The idea here is that there's 2 things: The token (a Symbol() or something) and the scope of capabilities which that token gives you. The capabilities themselves are stored in a Map that you don't control. Javascript function scopes give us everything we need to hide that map and make sure nobody can modify it. The only methods which are exposed are things like getScopeForToken() which reads from the map (and does a deep clone) then returns that scope object.

In privileged methods like fs.writeFile(), you don't pass the scope. You pass the token. And that method would explicitly go and check if that token has the scope that it needs to write to the passed path.

But I do hear you about playing defense. I mentioned it in the post - there's probably a bunch of subtle ways you could use javascript to mess with things. Covering all of these cases would need some serious rigor.

I don't know how relevant it still is, but did you ever look at the old Google Caja project?

https://en.wikipedia.org/wiki/Caja_project

It was trying to implement capabilities in JavaScript, but failed because JS was too dynamic at the time. It might be that newer language versions have made it possible but it'd be worth researching why they gave up on it.

Caja was designed by Google research scientist Mark S. Miller in 2008[3][4] as a JavaScript implementation for "virtual iframes" based on the principles of object-capabilities. It would take JavaScript (technically, ECMAScript 5 strict mode code), HTML, and CSS input and rewrite it into a safe subset of HTML and CSS, plus a single JavaScript function with no free variables. That means the only way such a function could modify an object, was if it was given a reference to the object by the host page. Instead of giving direct references to DOM objects, the host page typically gives references to wrappers that sanitize HTML, proxy URLs, and prevent redirecting the page; this allowed Caja to prevent certain phishing and cross-site scripting attacks, and prevent downloading malware. Also, since all rewritten programs ran in the same frame, the host page could allow one program to export an object reference to another program; then inter-frame communication was simply method invocation.

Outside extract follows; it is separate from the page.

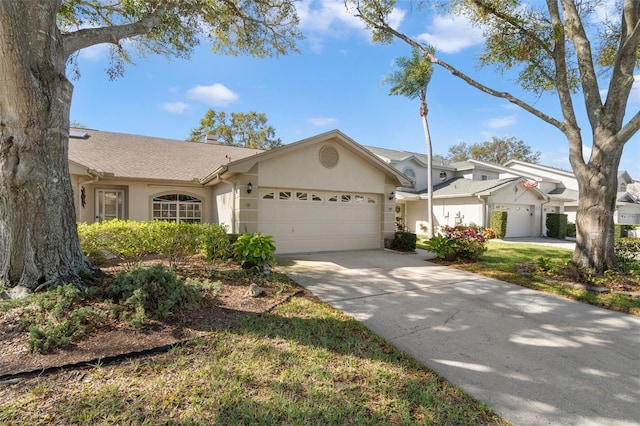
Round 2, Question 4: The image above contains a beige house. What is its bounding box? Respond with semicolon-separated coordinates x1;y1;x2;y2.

I spent some time with one of the Caja developers back in 2010 or so, before it was made public.

From memory, the problem they were trying to solve was a bit different. From what I remember, they wanted to be able to run potentially hostile user supplied javascript code inside the JS VM purely using source code level validation. So for example, Caja needed to make sure the sandbox container didn't access the global object (since then it could escape its sandbox). And because simple code like this: (function () { return this })() evaluates to the global object, they banned the keyword this in sandboxed code.

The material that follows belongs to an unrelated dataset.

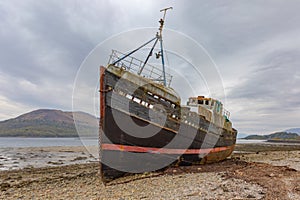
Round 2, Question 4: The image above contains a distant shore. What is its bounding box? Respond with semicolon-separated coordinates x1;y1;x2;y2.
0;144;300;199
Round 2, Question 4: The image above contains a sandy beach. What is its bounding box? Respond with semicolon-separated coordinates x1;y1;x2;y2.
0;144;300;199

I'm hoping there's a way we can give untrusted code more or less full access to the JS environment, but just limit its access to the rest of the operating system. Javascript was first developed for web browsers, and to this day most javascript still has little to no need to access the rest of the operating system directly.

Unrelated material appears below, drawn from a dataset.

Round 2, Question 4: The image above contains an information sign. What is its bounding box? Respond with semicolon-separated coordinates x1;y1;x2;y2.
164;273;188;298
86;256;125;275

But Javascript's obsessively granular modularity works in our favor here. If you look at a library like express, the core library makes vanishingly few calls to the nodejs environment. `app.listen()` is the only method I know about which wouldn't "just work" in this new world I'm proposing. And thats just a convenience wrapper around `require('http').createServer(app)` anyway. All the hard work happens in libraries like express.static - but thats trivially easy to swap out for another package that supports capabilities correctly, if we need to do that.

A bad library could always be buggy - we can't stop that. I mostly want to stop opportunistic developers from taking advantage of the machines their modules are run on, so we can detect (and stop them) from doing nasty things. But as a few people have mentioned, this approach might be stuck "always playing defense". The nice thing about caja is that it was "complete". There were no weird edge cases left over in the language that the sandbox authors didn't consider. Thats what I'm worried the most about here.